O.F.: Examining my outfit from top to bottom, pausing long enough at my cleavage to be inappropriate, despite the fact that said cleavage is reasonably but decently displayed because ELIZABETHAN CORSET. “Your dog lock himself in the car, huh?”

Me: Yes, sirDude, dispatch had to have told you that.  And you can see my freaking idiot dog bouncing up and down in the driver’s seat in anticipation of meeting someone new.

O.F.: May I see your license ma’am?

Me: It’s in my wallet, sir, (points to purse, sitting Very Evidently on middle seat, inside locked vehicle.) 

O.F.: Where were you headed tonight?

Me: sigh. Didn’t dispatch ALSO tell you this? Home, sir.  Akron area. Ohio. I still have about 2.5 hours of driving ahead of me.  (hint hint… can we get this show on the road already, please?)

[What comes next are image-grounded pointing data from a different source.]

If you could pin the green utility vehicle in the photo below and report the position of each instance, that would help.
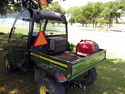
(38, 40)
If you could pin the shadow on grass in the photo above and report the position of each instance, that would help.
(110, 80)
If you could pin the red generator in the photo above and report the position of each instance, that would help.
(86, 48)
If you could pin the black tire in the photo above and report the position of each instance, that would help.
(90, 77)
(47, 85)
(10, 68)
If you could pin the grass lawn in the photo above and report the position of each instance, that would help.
(110, 79)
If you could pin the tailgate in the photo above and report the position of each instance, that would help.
(86, 63)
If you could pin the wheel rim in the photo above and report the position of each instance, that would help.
(7, 63)
(44, 90)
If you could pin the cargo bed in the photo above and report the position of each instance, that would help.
(69, 63)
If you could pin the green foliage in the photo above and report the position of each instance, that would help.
(5, 6)
(98, 12)
(72, 20)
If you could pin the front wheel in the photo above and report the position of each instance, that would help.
(47, 85)
(90, 77)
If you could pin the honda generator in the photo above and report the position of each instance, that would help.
(86, 48)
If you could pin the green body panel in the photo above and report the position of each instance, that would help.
(62, 65)
(87, 63)
(70, 69)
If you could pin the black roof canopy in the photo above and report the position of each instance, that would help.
(48, 15)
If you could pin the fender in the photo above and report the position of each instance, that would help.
(45, 69)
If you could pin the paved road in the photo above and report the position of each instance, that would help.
(113, 42)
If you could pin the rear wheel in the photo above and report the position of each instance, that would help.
(8, 65)
(47, 85)
(90, 77)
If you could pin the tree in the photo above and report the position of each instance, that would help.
(110, 12)
(72, 20)
(5, 5)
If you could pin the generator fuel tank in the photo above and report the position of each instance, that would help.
(86, 48)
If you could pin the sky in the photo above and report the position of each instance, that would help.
(71, 3)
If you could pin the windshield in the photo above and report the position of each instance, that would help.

O.F.: Well, lemme get my fjdskalfdsg. (unintelligible, yet probably proper name for slim-jim door unlocker thingy aka the SJDUT.)

He walks back to the car with his SJDUT.  Pauses at the sight of Guinness, who has started licking the freaking window in abject joy that the new person is almost within reach of meeting.

O.F.: Is he friendly? 

Me: Yes, sir. He’s 21 lbs on his best day sir, I think even you could probably take him… have you really met a quantity of mean dogs who lick and paw at windows with their tails wagging at a rate of “supersonic” when they spot you?

O.F.: Pausing, with the SJDUT in hand. You know you should grab your keys when you stop for gas.

Me: thank you, Captain Obvious. Yes sir.  I’m in the process of buying this car from a friend, sir.  I’ve never driven one with auto-locks before but I guarantee I will remember that in future sir.  

O.F.: You know the SJDUT may damage the door, right? 

Me: Yes, sir, but since the spare is with the friend in question, that leaves me with no choice.

He works on the door for a minute, pauses, and asks, “Where’s the friend live?”

Me: Sigh. Ohio, Sir, as the license plate will confirm.  And so you’re aware, the registration will of course match her name, not mine.  But I have my insurance card in my wallet if you need that for your notes, sir.  Please just open the dang door.

He jimmies the door, Guinness greets him with more kisses than the Pope’s ring has seen in a decade.

O.F.: He’s sure a friendly little thing, isn’t he.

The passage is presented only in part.